Zeus sat there pissing his pants like a baby for a lot of time after that, because Bob was just too awesome, but after awhile, he was like, hey! “That asshat Prometheus is behind this! I am totally going to tie him back up to that rock and get that eagle to peck out his liver again. Only the eagle will be, like, a zombie, ‘cuz Hercules killed him before.”

So he found Prometheus and Prometheus was having none of that shit, right? ‘Cuz as far as he knew, Bob was counting him in the list of shit Zeus wasn’t to fuck with. And Zeus was too much of a fucking pussy to push it.

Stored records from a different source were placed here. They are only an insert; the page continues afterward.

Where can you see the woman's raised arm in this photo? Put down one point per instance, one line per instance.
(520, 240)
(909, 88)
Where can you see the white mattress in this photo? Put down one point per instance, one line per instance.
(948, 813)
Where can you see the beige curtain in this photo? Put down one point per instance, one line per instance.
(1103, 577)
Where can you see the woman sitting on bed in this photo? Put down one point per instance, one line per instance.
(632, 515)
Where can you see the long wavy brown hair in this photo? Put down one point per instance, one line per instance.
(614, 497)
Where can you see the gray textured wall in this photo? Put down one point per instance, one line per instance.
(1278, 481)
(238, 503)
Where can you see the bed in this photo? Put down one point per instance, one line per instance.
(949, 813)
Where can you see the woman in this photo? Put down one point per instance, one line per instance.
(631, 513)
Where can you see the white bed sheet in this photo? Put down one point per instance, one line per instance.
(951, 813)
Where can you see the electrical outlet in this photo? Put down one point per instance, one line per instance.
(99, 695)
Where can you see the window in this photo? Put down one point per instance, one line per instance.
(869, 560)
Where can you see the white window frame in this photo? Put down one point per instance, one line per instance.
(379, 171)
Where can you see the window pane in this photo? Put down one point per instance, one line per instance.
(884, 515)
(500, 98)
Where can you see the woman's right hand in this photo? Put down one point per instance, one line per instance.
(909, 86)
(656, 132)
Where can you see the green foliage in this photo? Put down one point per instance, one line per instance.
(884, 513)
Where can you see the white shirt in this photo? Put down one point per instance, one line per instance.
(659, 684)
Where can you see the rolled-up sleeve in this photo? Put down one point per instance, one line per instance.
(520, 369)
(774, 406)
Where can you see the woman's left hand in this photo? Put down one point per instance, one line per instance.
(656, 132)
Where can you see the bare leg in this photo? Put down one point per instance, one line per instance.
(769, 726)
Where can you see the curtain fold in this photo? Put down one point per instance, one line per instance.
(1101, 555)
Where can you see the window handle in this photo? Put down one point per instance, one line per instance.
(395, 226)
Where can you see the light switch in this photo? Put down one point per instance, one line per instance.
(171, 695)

Meanwhile, Bob totally made the world completely fucking awesome and zapped all the Mormon schools into rocks with his Metal-thunder powers and fried all the warthogs. Then he found some other dudes and made them his acolytes. Got ‘em a drum set, a bass, another guitar, a violin – what the fuck’s wrong with a violin, don’t make me punch you – and taught ‘em how to play them and formed this epically legendary band with them. They went on tour and everyone learned about how awesome Metal was and his sisters got to be, like, sound engineers or some shit ‘cuz they didn’t have to worry about being eaten by warthogs anymore. They made the world awesome, but one day they just keeled over and died. Like... that! Right in the middle of a fucking concert! There were motherfucking riots!

But yeah, it was okay, ‘cuz the power of Metal had spread and there were these dudes who started their own bands and went touring. Like the circle of life off of fucking Lion King. Yeah, that movie was pretty awesome.

I think they’re buried in some island tomb somewhere now? You know, like fucking King Arthur? So like Arthur, they had to become maggot food, but it’s okay, ‘cuz that’s Metal and anyway, they’re totally supposed to rise again someday to save the world in its time of greatest lameness.

And that’s the story of metal. Now get me another beer. And where are those goddamned, motherfucking, pissant nachos? Son of a bitch, I’m hungry.